As a kid I had a Navjo bike or at least I think that is what it was called.  Was there a bike called that?  Was that the manufacturer's name or was it a model name of a bike.  If so, does anyone know who manufactured them.

The other picture shows the "Navjo bikes" along with, what I believe, is a Schwinn bike?  Any information would be much appreciated.

Thank you!


----------



## PCHiggin (Jan 15, 2010)

Great pics. I'm guessing that's your twinn sister and older sister. I wish I still had my old family pics. Navaho was most likely a hardware store/dept. store label and the bike was made by another company. 

Pat


----------



## sam (Jan 15, 2010)

If you'll ask under the ballooner section they will be able to tell you more
The two smaller girls have bikes by Clevland Weilding I think because of the three plate forks---the other bike is Colson or Dayton.


----------



## RMS37 (Jan 15, 2010)

Navaho would be a distributors badge and not the name of the company that made the bikes. I don?t believe the smaller bikes were manufactured by Cleveland Welding from the details I can make out in the photos. 

The rear dropouts (the plates on the frame that hold the rear wheel) on the small bikes suggest Huffman as the manufacturer and the chain ring on the larger bike looks like a Shelby pattern but the details are not clear enough for me to be certain. 

If you could scan and post the photos at a higher resolution (crop them close to the bike if they become too large) then a definitive answer is possible.


----------



## prairiegirl (Jan 15, 2010)

*W O W you all are terrific!*

Hi,

I never expected replies so quickly!  

Yes, that is me and my twin sister and our older sister.  I grew up in a small town in Wisconsin and I am sure my parents bought those bikes at a local hardware store.  

The bikes were cream colored with dark green trim...we rode those bikes through 8th grade and beyond!  

I'll be out of town this weekend, but next week I'll do some cropping on the pictures and maybe come up with another picture that shows the bikes even better.  I'll also post a note to the ballooner section.

Thanks for sharing your knowledge!


----------



## Hermanator3 (Nov 14, 2013)

*Prairiegirl, are you still around?*

delete. should be in balloon tire.


----------



## rideahiggins (Nov 14, 2013)

Navajo bikes were Gambles Hiawatha bikes.
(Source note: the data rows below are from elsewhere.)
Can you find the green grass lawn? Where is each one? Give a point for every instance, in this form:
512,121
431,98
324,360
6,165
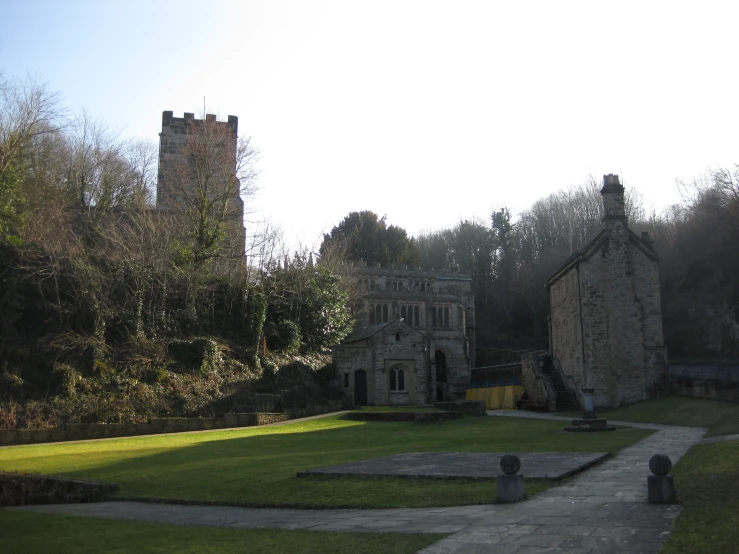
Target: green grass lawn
256,466
32,533
707,482
721,418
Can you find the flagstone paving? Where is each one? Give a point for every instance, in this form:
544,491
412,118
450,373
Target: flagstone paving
465,465
601,510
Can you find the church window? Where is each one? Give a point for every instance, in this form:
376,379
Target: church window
397,380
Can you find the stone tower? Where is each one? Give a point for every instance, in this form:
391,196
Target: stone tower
199,157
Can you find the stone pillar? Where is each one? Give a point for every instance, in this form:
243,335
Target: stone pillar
510,485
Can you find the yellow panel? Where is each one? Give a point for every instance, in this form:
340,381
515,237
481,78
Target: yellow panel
496,398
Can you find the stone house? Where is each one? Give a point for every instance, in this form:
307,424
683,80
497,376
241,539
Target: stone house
605,329
414,339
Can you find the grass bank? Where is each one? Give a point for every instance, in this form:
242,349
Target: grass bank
721,418
256,466
43,533
707,482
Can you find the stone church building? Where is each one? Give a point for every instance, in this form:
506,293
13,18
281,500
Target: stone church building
415,338
606,317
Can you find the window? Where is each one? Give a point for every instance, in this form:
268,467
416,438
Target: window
397,380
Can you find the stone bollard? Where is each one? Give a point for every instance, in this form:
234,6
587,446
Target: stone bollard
660,487
510,485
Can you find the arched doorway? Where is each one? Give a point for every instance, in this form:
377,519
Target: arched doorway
441,375
360,387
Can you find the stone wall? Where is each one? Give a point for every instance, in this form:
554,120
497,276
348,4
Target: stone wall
19,490
716,390
538,385
565,323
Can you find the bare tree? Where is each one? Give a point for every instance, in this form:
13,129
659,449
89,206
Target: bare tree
28,110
I have both the men's and the women's in 26".


----------



## Hermanator3 (Nov 15, 2013)

We have a 24"  girl's Hiawatha Navajo that came from Bismarck ND.  We bought at the Gold Rush swap in Minnesota.  The seller said that it had been stored in an attic for years & is in terrific condition.  I am almost certain it is Huffman built.


----------



## Peddler (Nov 19, 2013)

*Navaho Bikes*

My first new bike was a Navajo--I learned on a stripped down 18" handmedown--My Dad took me to the local John Deere dealer and local hardware store and bought my a 24" Green and Cream Navajo with the Indian Chief decal on the chaingaurd--My friends were taking the fenders off of theirs and setting up ramps to jump their bikes--I would park my new bike and participate with the 18" bike so as to not tear my bike up--I would clean it up every day and keep it inside at night--Don't have a clue as to what happened to it--


----------